No
nos cansemos, pues, de hacer bien; porque a su tiempo segaremos, si no
desmayamos (v. 9).
Leer:
Gálatas 6:1-10
La
Biblia en un año: 2 Samuel 21–22; Lucas 18:24-43
Bob
Foster, mi mentor y amigo por más de 50 años, nunca se dio por vencido conmigo.
Su amistad y ánimo inmutables, incluso en mis momentos más oscuros, me ayudaron
a seguir adelante.
A
menudo, nos decidimos a ayudar a alguien que está pasando una gran necesidad.
Pero, cuando las cosas no mejoran enseguida, nuestra determinación se debilita
y terminamos rindiéndonos. Descubrimos que el cambio inmediato que esperábamos
se transformó en un proceso constante.
El
apóstol Pablo nos anima a ser pacientes al ayudarnos unos a otros en los
tropezones y las luchas de la vida.

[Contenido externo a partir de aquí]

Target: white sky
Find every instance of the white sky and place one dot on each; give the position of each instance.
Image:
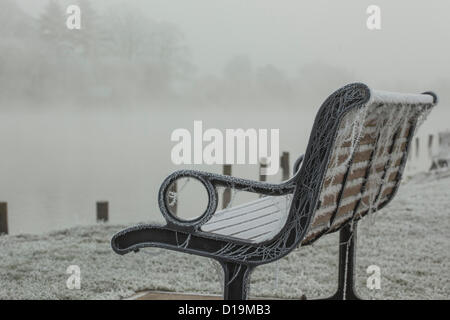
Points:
(414, 39)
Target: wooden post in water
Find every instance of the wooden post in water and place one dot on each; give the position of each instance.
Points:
(227, 191)
(284, 165)
(417, 147)
(3, 218)
(262, 165)
(102, 211)
(430, 145)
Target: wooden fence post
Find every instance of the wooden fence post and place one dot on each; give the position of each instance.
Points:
(102, 211)
(173, 188)
(3, 218)
(284, 164)
(227, 191)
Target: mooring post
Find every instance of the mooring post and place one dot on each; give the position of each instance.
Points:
(102, 211)
(3, 218)
(227, 191)
(417, 147)
(262, 167)
(430, 145)
(284, 165)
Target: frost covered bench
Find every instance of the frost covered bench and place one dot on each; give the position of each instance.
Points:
(352, 166)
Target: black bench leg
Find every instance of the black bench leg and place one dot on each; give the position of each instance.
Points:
(347, 251)
(236, 280)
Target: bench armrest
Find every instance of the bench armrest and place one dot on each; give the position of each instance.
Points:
(211, 181)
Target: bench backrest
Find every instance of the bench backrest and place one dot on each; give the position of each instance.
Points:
(367, 152)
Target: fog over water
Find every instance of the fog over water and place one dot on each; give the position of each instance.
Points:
(87, 117)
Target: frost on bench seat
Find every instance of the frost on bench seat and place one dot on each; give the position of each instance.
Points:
(254, 221)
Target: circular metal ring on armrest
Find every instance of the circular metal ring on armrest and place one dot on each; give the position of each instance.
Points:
(163, 199)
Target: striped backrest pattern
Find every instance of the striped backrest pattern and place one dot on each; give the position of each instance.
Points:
(367, 159)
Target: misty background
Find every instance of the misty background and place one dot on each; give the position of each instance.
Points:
(86, 115)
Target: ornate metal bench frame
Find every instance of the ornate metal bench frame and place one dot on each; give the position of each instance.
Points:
(238, 258)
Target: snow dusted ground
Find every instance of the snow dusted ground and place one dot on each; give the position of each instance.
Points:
(409, 240)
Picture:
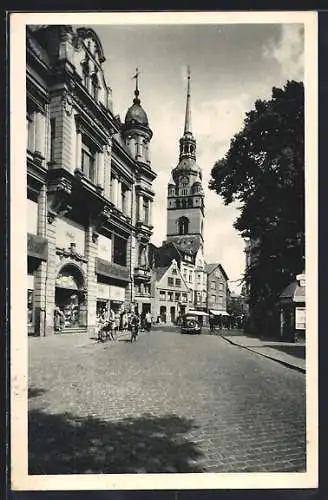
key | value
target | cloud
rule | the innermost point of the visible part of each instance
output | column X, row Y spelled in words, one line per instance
column 288, row 51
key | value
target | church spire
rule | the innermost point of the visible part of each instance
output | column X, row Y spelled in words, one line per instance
column 187, row 129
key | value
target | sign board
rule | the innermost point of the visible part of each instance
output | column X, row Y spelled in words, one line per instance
column 68, row 232
column 300, row 321
column 37, row 246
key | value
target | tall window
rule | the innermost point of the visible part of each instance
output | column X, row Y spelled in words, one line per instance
column 52, row 138
column 94, row 86
column 183, row 225
column 89, row 162
column 120, row 250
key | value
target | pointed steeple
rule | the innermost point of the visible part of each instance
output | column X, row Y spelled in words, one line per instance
column 187, row 129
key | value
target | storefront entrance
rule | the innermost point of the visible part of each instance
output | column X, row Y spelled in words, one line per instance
column 70, row 299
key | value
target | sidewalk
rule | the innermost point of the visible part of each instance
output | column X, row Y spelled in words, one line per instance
column 292, row 355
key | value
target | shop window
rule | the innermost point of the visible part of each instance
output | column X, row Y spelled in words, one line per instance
column 146, row 211
column 120, row 251
column 31, row 131
column 89, row 162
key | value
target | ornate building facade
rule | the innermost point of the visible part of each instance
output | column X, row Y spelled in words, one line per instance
column 89, row 180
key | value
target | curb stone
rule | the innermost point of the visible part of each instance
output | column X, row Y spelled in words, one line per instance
column 285, row 363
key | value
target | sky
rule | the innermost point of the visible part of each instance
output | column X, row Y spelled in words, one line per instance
column 232, row 65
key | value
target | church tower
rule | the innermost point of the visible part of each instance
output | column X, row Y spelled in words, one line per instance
column 185, row 199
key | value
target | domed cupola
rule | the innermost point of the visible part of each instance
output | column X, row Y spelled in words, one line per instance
column 136, row 130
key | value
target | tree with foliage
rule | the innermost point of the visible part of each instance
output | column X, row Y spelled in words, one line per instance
column 263, row 171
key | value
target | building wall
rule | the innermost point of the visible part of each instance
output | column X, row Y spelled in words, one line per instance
column 70, row 211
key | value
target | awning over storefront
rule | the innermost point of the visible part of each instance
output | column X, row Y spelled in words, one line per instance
column 219, row 313
column 198, row 313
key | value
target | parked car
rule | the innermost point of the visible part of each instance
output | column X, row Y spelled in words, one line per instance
column 190, row 324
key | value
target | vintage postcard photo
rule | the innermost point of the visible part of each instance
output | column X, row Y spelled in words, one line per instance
column 164, row 255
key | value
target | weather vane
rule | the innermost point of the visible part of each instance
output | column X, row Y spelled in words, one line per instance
column 135, row 77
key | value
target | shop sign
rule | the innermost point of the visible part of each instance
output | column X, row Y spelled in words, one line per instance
column 112, row 270
column 300, row 322
column 37, row 246
column 68, row 232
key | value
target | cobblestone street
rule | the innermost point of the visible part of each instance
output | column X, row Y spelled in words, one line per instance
column 167, row 403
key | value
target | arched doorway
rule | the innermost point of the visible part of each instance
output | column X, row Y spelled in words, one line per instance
column 70, row 297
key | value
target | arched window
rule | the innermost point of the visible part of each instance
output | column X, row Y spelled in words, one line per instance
column 183, row 225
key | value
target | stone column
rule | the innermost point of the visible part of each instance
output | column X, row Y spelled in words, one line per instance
column 128, row 203
column 40, row 133
column 150, row 213
column 100, row 169
column 78, row 150
column 50, row 286
column 39, row 294
column 91, row 254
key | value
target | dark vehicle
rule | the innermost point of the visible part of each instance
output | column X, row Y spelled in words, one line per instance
column 190, row 324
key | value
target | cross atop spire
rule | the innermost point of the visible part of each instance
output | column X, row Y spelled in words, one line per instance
column 187, row 129
column 136, row 100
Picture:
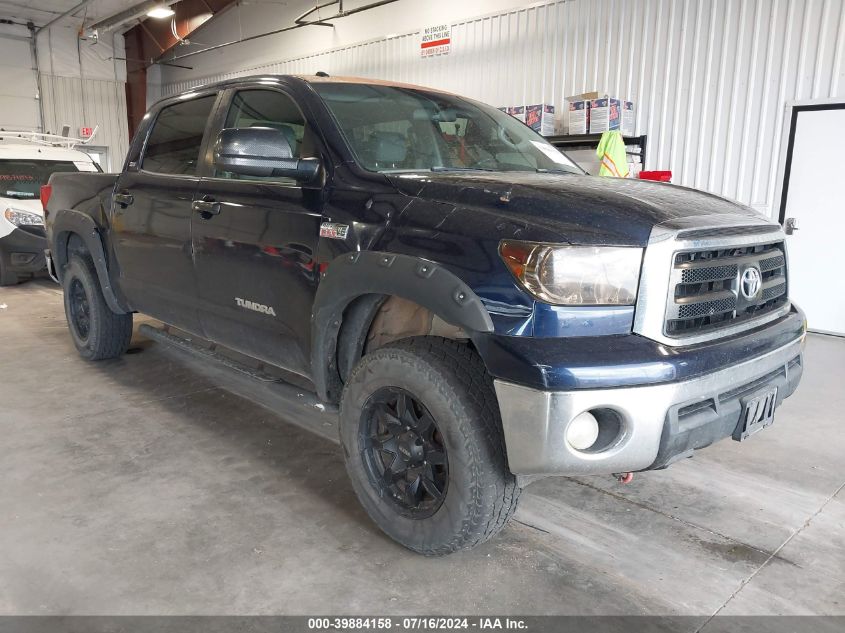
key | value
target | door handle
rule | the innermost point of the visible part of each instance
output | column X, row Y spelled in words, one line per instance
column 124, row 199
column 206, row 207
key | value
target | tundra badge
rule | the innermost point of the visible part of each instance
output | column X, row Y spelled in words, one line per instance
column 255, row 307
column 333, row 230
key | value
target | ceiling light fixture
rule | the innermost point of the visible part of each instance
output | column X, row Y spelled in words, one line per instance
column 160, row 12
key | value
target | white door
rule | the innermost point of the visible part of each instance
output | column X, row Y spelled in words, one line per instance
column 815, row 201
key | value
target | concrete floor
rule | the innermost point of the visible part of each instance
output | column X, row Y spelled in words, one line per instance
column 154, row 485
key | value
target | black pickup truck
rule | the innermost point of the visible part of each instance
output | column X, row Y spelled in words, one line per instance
column 482, row 311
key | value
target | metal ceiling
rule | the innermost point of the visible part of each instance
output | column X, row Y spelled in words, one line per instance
column 40, row 12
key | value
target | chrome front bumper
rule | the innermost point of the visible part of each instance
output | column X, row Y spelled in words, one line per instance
column 535, row 421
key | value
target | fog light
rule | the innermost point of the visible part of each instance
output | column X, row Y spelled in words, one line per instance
column 583, row 431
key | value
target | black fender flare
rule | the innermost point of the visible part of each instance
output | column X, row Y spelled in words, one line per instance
column 375, row 273
column 67, row 221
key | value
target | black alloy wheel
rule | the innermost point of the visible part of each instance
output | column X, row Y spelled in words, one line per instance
column 80, row 309
column 403, row 452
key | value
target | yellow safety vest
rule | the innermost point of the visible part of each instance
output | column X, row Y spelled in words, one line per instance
column 611, row 154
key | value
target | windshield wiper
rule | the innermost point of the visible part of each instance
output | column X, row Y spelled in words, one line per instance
column 444, row 168
column 543, row 170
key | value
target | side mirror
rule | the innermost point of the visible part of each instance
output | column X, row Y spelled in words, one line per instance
column 261, row 151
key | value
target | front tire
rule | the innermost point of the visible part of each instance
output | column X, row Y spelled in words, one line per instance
column 422, row 439
column 7, row 277
column 97, row 332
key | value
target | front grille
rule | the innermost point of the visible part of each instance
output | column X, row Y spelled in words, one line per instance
column 705, row 287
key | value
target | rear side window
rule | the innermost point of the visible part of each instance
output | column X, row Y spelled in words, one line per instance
column 173, row 146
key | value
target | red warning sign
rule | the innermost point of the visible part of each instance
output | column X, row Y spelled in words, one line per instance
column 436, row 40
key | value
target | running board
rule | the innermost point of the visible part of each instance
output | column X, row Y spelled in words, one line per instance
column 294, row 404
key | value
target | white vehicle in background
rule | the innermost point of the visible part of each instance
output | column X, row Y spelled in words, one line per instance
column 27, row 159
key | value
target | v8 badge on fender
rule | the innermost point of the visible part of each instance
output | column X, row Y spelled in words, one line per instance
column 334, row 231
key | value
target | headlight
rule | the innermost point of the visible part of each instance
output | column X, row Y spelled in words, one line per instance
column 19, row 217
column 575, row 275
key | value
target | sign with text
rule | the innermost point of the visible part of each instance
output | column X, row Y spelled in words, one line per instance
column 436, row 40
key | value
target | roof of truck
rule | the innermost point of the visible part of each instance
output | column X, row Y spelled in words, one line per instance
column 313, row 79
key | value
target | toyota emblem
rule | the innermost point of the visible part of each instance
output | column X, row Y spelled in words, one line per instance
column 750, row 282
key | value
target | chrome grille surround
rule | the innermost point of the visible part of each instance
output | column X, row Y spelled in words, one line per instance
column 661, row 274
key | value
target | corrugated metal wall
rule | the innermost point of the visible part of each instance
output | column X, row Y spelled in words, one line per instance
column 710, row 77
column 88, row 102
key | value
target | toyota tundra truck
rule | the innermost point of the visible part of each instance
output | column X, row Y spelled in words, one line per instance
column 480, row 311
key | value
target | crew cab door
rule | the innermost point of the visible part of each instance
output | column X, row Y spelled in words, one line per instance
column 255, row 241
column 151, row 214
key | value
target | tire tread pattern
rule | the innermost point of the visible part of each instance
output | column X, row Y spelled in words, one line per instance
column 111, row 332
column 497, row 494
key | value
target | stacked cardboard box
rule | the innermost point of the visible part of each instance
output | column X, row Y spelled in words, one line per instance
column 591, row 113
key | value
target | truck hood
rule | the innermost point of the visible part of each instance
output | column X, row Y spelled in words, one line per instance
column 571, row 207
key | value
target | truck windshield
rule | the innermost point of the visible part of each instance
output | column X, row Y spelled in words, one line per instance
column 23, row 178
column 397, row 129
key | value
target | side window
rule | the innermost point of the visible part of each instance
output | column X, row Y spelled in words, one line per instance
column 173, row 146
column 268, row 108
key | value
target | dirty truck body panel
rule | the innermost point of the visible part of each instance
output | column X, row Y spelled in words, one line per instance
column 273, row 267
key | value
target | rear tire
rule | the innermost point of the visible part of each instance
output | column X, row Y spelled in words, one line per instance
column 422, row 439
column 97, row 332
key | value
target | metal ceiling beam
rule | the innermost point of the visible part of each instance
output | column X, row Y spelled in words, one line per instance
column 296, row 25
column 62, row 16
column 127, row 15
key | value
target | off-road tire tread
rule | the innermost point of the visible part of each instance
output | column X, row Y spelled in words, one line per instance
column 115, row 333
column 496, row 499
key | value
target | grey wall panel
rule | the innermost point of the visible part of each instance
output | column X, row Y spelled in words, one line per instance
column 88, row 102
column 710, row 78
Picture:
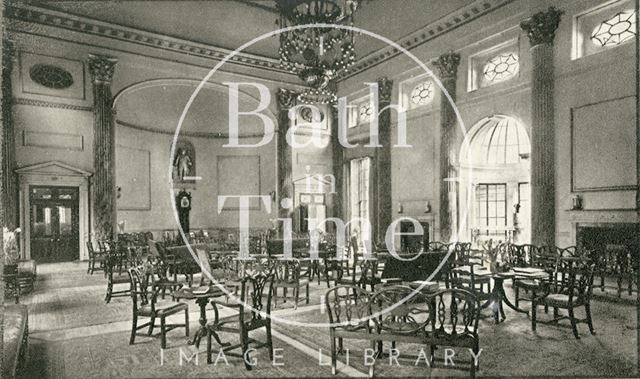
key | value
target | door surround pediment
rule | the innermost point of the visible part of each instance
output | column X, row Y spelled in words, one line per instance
column 53, row 173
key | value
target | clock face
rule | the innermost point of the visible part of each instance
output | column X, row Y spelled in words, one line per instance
column 307, row 114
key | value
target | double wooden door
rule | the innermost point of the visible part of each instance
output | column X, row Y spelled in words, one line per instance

Cuando escribe «sobrellevad los unos las
cargas de los otros» y «cumplid así la ley de Cristo» (Gálatas 6:2), compara
nuestra tarea con el trabajo, el tiempo y la espera que la cosecha le demanda
al agricultor.
¿Cuánto
tiempo deberíamos seguir orando por aquellos que amamos y buscándolos? «No nos
cansemos, pues, de hacer bien; porque a su tiempo segaremos, si no desmayamos»
(v. 9). ¿Cuántas veces tenemos que extender nuestra mano? «Así que, según
tengamos oportunidad, hagamos bien a todos, y mayormente a los de la familia de
la fe» (v. 10).
Hoy,
el Señor nos anima a confiar en Él, a permanecer fieles unos a otros, a seguir
orando, ¡y a no rendirnos!
Padre,
te pedimos esperanza y perseverancia para seguir ayudando a los demás.
Dios
hace «más abundantemente de lo que pedimos o entendemos» (Efesios 3:20).
Alguien
a quién tocar
Entonces,
extendiendo él la mano, [Jesús] le tocó… (v. 13).
Leer:
Lucas 5:12-16
La
Biblia en un año: 2 Samuel 23–24; Lucas 19:1-27
Los
pasajeros de un tren subterráneo presenciaron una emocionante conclusión a un
momento de tensión. Con dulzura, una mujer de 70 años le ofreció la mano a un
joven cuya voz fuerte y palabras perturbadoras estaban asustando a los
demás pasajeros. La bondad de la mujer calmó al hombre, quien se arrodilló
en el tren, conmovido. Le dijo: «Gracias, abuela», se levantó y se fue. Más
adelante, la mujer admitió que tuvo miedo. Pero afirmó: «Yo soy madre, y él
necesitaba alguien a quién tocar». Aunque el sentido común le habría indicado
que mantuviera distancia, ella se arriesgó por amor.
Jesús
entiende esta clase de compasión. No actuó como los nerviosos y atemorizados
espectadores cuando un hombre desesperado, cubierto de lepra, apareció y rogó
que lo sanara. Además, Él podía hacer algo por este hombre, a diferencia de los
otros líderes religiosos, hombres que habrían condenado al leproso por traer su
enfermedad al pueblo (Levítico 13:45–46). En cambio, Jesús se acercó a alguien
que probablemente nadie había tocado en años, y lo sanó.
Afortunadamente,
para ese hombre y para nosotros, Jesús vino a ofrecer lo que ninguna ley podría
dar: el toque de su mano y su corazón.
Padre,
ayúdanos a vernos y a ver a los demás en ese hombre desesperado, y en tu Hijo,
que extendió su mano y lo tocó.
Nadie
está demasiado atribulado o impuro como para recibir el toque de Jesús.